By Bayes' theorem, the probability of disease given a genotype (penetrance or lifetime risk, P(D|G)) is equal to the proportion of individuals with the disease who have the genotype (genotype frequency in cases, P(G|D)) times the prevalence of the disease (baseline lifetime risk in the general population, P(D)), divided by the frequency of the genotype in the general population (here, population control allele frequency, P(G)). The use of this formula to estimate disease risk dates back at least to Cornfield's estimation of the probability of lung cancer in smokers [Cornfield 1951], with later contributions by Woolf [Woolf 1955] and a synthesis by C.C. Li with application to genetics [Li 1961].

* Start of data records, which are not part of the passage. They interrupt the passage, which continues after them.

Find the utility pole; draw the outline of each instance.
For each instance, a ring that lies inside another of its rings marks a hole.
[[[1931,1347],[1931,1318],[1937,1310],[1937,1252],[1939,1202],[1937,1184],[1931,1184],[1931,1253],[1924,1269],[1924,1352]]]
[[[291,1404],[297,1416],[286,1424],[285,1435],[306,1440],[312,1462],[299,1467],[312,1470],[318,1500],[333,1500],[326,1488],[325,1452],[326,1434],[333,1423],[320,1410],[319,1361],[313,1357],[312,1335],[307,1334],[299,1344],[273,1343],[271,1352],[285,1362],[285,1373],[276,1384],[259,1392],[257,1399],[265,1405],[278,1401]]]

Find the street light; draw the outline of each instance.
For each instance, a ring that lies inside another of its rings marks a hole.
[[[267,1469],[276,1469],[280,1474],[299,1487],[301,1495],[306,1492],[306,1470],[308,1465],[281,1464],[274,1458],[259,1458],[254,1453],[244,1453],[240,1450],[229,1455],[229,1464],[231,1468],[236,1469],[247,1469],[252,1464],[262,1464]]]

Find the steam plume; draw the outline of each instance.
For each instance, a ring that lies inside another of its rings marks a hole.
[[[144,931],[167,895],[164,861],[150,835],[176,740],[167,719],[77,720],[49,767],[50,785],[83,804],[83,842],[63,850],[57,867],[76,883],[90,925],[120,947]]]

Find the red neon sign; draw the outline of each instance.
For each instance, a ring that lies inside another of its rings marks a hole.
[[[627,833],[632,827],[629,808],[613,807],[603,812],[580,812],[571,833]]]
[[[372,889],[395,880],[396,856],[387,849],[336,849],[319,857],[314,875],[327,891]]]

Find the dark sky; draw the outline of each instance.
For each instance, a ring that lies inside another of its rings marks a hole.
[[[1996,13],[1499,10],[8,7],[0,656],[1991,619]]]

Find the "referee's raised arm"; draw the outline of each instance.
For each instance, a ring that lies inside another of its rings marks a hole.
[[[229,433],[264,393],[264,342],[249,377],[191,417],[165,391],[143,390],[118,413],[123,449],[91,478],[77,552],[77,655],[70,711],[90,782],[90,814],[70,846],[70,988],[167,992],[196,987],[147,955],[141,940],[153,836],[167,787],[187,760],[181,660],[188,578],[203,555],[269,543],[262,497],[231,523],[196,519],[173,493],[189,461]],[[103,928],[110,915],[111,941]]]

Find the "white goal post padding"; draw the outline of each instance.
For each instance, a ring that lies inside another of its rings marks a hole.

We used an allelic rather than genotypic model, such that lifetime risk in an individual with one allele is equal to case allele frequency (based on the number of prion disease cases that underwent PRNP sequencing) times baseline risk divided by population control allele frequency, P(D|A) = P(A|D)×P(D)/P(A). Note that we assume that our population control datasets include individuals who will later die of prion disease, thus enabling direct use of the ExAC and 23andMe allele frequencies as the denominator P(A). Following Kirov [Kirov 2014], we compute Wilson 95% confidence intervals on the binomial proportions P(A|D) and P(A), and calculate the upper bound of the 95% confidence interval for penetrance using the upper bound on case allele frequency and the lower bound on population control allele frequency, and vice versa for the lower bound on penetrance.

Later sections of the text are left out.